Calgary·RECIPE

Recipes from Julie Van Rosendaal: Taste trendy hot cocoa bombs at home

These cocoa and marshmallow stuffed spheres are selling out at stores, here's the recipe to make them at home.

Cocoa and marshmallow stuffed spheres selling out at stores, here's how to make them at home

Once you pour hot milk over a cocoa bomb, left, it melts into a rich hot chocolate drink. (Julie Van Rosendaal)

Cocoa bombs are all the rage right now — the chocolate spheres filled with cocoa mix and mini marshmallows are selling out at stores across Alberta, and the companies making them can hardly keep up with the orders.

Their popularity has undoubtedly been propelled by social media, as people share Instagram stories and TikTok videos pouring hot milk over the balls, set in a mug, to melt them, thus releasing their marshmallow-ey insides and transforming the mixture into a mug of hot chocolate.

Method:

Hard plastic and silicone moulds are available if you want to attempt to make your own, but they're tricky to find right now, and you could wing it using a small balloon.

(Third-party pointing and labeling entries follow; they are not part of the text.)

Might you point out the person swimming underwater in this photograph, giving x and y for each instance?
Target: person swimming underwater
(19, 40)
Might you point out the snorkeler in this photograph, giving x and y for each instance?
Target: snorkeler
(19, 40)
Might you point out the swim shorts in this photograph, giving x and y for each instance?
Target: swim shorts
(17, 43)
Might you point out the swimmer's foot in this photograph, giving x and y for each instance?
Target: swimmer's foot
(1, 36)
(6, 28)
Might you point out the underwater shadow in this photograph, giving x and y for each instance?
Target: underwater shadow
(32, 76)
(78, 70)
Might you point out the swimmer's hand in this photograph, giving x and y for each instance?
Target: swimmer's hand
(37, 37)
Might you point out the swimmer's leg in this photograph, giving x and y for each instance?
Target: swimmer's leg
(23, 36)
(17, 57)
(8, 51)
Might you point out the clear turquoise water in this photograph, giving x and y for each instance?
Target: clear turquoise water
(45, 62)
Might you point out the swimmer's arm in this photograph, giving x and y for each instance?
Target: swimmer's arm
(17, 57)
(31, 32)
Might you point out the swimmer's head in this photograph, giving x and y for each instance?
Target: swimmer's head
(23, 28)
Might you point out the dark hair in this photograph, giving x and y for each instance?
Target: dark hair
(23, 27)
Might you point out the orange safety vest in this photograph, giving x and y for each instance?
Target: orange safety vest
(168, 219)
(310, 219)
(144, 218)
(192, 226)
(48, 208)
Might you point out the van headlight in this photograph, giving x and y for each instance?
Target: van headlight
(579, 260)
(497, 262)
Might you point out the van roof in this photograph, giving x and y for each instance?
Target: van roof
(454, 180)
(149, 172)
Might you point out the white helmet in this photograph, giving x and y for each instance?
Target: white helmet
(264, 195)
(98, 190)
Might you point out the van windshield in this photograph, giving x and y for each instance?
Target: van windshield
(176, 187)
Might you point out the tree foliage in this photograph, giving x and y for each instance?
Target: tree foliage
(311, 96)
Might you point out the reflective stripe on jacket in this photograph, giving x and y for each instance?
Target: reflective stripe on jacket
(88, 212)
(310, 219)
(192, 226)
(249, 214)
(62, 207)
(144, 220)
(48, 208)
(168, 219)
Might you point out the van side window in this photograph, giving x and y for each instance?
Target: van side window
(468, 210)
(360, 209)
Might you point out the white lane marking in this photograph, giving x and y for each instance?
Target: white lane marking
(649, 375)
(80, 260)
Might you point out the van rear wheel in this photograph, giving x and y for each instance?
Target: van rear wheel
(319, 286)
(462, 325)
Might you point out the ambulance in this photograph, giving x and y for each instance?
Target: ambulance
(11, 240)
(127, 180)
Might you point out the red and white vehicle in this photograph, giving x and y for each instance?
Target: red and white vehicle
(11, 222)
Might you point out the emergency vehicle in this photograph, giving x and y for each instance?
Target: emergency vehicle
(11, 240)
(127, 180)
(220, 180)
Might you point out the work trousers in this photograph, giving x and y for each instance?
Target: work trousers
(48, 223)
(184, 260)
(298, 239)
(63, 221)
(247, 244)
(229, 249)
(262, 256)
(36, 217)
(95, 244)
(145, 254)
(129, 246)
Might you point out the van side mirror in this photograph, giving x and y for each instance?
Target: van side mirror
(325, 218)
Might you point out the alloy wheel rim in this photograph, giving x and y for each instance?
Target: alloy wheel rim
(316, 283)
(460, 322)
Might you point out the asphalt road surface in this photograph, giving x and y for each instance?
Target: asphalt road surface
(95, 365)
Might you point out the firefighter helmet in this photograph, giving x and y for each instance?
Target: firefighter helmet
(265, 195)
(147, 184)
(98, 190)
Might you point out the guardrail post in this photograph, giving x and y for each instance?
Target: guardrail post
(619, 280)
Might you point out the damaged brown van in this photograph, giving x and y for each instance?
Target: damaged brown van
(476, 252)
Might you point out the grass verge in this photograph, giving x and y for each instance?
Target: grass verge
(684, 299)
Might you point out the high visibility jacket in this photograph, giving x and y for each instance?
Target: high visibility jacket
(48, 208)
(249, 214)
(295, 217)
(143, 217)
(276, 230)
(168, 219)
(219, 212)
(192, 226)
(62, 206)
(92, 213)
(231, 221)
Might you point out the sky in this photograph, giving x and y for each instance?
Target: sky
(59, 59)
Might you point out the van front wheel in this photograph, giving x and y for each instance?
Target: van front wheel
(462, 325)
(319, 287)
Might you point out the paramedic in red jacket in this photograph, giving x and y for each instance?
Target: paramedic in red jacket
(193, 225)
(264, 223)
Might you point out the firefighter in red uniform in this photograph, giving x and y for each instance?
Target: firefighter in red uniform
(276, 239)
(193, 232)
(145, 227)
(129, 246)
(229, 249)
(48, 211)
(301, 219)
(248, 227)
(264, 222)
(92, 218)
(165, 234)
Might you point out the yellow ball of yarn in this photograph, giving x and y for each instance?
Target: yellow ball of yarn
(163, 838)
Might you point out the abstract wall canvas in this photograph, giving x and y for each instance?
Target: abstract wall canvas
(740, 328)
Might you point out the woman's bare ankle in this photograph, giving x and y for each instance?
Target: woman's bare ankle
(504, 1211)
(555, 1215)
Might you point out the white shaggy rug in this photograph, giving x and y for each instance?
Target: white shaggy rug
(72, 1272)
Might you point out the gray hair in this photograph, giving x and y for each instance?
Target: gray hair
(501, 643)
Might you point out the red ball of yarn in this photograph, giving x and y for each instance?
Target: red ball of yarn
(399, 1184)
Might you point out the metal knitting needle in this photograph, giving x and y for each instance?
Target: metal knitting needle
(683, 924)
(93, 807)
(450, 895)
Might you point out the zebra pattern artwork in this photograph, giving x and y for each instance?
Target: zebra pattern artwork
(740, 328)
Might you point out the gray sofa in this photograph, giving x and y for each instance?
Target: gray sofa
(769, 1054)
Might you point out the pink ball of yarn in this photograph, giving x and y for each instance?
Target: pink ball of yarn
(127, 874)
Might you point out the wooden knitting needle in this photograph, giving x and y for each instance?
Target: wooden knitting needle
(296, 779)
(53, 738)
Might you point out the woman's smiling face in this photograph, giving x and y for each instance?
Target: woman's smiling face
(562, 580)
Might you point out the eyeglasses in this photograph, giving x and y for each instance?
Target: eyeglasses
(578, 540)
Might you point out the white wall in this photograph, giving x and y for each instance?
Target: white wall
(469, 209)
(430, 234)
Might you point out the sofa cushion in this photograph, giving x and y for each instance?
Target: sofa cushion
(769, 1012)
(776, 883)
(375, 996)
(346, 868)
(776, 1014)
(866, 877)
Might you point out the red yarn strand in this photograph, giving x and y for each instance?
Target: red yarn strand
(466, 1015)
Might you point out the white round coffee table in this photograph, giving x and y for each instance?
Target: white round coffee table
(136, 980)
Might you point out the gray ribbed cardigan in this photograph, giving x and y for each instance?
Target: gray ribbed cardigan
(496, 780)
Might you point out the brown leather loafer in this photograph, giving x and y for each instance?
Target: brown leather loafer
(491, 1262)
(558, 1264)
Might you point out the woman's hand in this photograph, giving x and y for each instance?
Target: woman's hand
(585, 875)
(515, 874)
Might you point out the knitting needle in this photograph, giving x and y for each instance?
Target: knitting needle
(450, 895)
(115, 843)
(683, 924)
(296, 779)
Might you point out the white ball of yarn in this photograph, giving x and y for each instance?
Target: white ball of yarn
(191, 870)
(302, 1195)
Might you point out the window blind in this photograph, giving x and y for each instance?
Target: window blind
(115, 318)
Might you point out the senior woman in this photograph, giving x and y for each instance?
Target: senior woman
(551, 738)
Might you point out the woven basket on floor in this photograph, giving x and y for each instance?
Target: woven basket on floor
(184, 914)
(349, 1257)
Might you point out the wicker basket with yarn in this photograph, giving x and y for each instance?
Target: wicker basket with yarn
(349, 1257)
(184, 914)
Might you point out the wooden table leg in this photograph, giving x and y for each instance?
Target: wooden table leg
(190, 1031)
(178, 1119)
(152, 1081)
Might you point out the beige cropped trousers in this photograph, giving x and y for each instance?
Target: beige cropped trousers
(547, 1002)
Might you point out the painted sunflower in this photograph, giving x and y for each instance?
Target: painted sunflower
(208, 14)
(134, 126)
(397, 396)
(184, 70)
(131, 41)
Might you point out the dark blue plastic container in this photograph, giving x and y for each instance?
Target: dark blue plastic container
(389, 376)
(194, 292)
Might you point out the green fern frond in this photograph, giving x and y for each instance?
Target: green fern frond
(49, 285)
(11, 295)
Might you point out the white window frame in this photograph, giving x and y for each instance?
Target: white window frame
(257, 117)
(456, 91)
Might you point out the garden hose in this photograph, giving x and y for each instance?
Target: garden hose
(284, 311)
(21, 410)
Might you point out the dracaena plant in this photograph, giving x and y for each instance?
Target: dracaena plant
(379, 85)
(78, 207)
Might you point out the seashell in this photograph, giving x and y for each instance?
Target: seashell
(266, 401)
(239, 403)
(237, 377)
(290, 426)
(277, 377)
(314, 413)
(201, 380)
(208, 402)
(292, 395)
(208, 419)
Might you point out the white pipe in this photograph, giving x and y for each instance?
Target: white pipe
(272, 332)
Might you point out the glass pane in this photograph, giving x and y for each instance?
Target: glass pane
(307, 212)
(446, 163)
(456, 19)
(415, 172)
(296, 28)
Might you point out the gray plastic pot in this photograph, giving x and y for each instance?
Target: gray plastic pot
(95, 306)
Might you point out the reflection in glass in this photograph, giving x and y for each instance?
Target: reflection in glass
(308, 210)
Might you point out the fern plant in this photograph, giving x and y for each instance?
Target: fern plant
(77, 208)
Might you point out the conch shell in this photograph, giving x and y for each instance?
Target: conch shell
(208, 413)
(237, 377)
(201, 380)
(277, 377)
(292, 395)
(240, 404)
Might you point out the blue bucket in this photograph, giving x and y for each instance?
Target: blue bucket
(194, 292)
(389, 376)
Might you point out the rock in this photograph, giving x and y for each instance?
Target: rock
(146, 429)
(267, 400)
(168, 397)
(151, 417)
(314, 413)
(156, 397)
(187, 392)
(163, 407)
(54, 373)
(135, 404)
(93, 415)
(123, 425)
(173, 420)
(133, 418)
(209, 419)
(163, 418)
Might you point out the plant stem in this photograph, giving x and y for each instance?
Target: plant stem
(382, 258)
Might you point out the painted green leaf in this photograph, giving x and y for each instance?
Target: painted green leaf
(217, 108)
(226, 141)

Start with some chocolate — chips or chunks — and melt them slowly in the microwave or in a double boiler on the stovetop. If you want to temper your chocolate, it's not as tricky as it sounds, but it's not necessary. Tempering makes it smooth and snappy, and prevents it from blooming.

If you're working with chocolate chips, stir frequently until there are no more lumps, and the chocolate is smooth.

Chocolate domes hardening in glasses so they keep their rounded shape. (Julie Van Rosendaal)

From here, you could make spheres or domes. Domes are a half sphere you could set over a pile of mini marshmallows in the bottom of your mug for a similar effect.

Blow your balloons up about halfway, and then let out air until it's about the size you want your sphere or dome to be. The balloons tend to be rounder this way, rather than just blowing a small amount of air into them, which tends to make them misshapen.

Tie each balloon off and then dip in the melted chocolate. Dip halfway to make a dome, or a bowl. You can use the same technique if you want edible bowls for serving ice cream or fruit. Or, dip all the way to the neck of the balloon, tipping it on its side or using a spoon to help coat it completely.

A cocoa bomb drying while balanced on top of a glass. (Julie Van Rosendaal)

To make a bowl, set the balloon upright on a piece of parchment or foil. It will then have a flat bottom. Or, to keep the dome round, invert it onto the top of a glass.

For a sphere, clip the tied end with a clip or clamp and suspend it over a bowl on a bamboo skewer, chopstick or something similar, to keep it from touching any surface as it sets.

An example of a chocolate bowl. To get the bottom flat, let it harden on a piece of tin foil or parchment paper. (Julie Van Rosendaal)

Once the chocolate has completely cooled and set, pop the balloon and remove it.

For chocolate domes, put a pile of mini marshmallows and some hot chocolate mix — I use about equal parts icing sugar and cocoa — in the bottom of a mug and invert the chocolate dome overtop.

This is a chocolate dome concealing hot chocolate powder beneath it, which achieves the same effect as a cocoa bomb when hot milk is poured over. (Julie Van Rosendaal)

For a full sphere, pour a spoonful of hot cocoa mix in through the hole, and fill about halfway or more with mini marshmallows.

You can then seal the hole with more chocolate, or plug it with a large marshmallow, or carefully invert it into a mug.

Pour hot milk overtop to melt the sphere and stir to turn it into hot chocolate.